In cases where the bonus in question is a contractual obligation, seeking to withdraw or defer that bonus would, in most circumstances, require the employee’s consent to vary that element of his or her contract. The contract itself may reserve a right to the employer to make amendments to the scheme, but that will generally only permit the employer a degree of wriggle room rather than the ability to make wholesale changes.

Where the scheme has a discretionary element, the employer should be able to rely on the exercise of that discretion to limit payments under the scheme or, in some circumstances, to defer or even withdraw them altogether. This does not mean, however, that an employer has a completely free hand. There are still some limits to the changes an employer can make, and the way in which you manage such changes to your bonus scheme can mean the difference between success and litigation.


We have a number of staff on probation and one member of staff has reported in sick recently. Our policy states that company sick pay is discretionary and there is no mention of the entitlement during the probation period. Can we justifiably withhold sick pay?

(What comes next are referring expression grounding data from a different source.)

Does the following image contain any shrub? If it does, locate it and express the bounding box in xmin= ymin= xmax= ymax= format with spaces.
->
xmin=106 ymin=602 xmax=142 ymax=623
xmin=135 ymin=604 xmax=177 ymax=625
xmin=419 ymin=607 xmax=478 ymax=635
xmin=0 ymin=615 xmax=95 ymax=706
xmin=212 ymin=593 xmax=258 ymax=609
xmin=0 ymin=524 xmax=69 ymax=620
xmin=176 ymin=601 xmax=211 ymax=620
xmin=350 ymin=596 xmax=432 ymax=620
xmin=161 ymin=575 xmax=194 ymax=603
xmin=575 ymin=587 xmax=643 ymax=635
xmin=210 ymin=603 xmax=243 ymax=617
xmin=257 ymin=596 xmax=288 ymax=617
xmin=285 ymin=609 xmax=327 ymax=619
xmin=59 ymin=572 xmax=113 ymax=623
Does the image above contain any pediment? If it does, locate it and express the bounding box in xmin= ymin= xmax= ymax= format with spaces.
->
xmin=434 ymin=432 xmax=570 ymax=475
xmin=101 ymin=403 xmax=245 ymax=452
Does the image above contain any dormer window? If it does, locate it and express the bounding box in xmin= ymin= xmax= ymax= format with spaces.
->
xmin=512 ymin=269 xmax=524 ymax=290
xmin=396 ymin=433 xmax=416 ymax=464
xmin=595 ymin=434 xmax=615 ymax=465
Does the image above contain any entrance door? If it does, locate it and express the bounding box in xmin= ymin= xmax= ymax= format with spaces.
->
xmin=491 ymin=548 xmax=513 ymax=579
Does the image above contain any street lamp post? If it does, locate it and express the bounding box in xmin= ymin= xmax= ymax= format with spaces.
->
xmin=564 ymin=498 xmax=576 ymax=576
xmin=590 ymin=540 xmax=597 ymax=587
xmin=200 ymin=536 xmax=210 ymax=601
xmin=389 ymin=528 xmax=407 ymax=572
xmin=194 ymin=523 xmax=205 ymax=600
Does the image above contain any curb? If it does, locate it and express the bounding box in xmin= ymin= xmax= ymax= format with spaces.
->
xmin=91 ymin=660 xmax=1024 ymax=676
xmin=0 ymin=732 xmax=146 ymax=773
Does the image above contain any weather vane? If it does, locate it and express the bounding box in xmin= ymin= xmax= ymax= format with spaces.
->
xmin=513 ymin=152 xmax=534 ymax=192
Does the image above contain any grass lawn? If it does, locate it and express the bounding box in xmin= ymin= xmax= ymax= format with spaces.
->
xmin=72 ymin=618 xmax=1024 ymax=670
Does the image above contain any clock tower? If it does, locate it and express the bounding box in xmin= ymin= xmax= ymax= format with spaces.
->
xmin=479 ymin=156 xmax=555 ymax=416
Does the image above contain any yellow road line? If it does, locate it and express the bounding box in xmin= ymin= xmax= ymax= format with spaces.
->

Provided you have exercised this discretion with other employees during their probation periods then you can withhold company sick pay on this occasion. If you have never addressed the issue then you need to decide on a policy for such circumstances. Once you have made a decision you should communicate it, and update your handbook to reflect the position and ensure you apply the rule consistently. Your employee would still be entitled to Statutory Sick Pay providing they meet the required criteria.


We are a small seasonal business, employing a number of students over the summer holidays. Some of the students do come back for a short time over Christmas and Easter. What holiday pay must we provide to staff in these situations?

The short answer is the staff are entitled to paid holidays for the duration of time worked at different intervals e.g. 12 weeks during summer then 2 weeks during Christmas. If holidays are not taken during the working contract then you are required to pay staff for any accrued and untaken holiday in their final salary. Entitlement would be pro-rata of the full time entitlement of 28 days. E.g. if full time working, holiday calculated at 0.538 per week. Obviously pro rata if less than full time e.g. worked 20 hours per week then 20/40 (if 40 is full time hours) * 0.538 = 0.269 per week.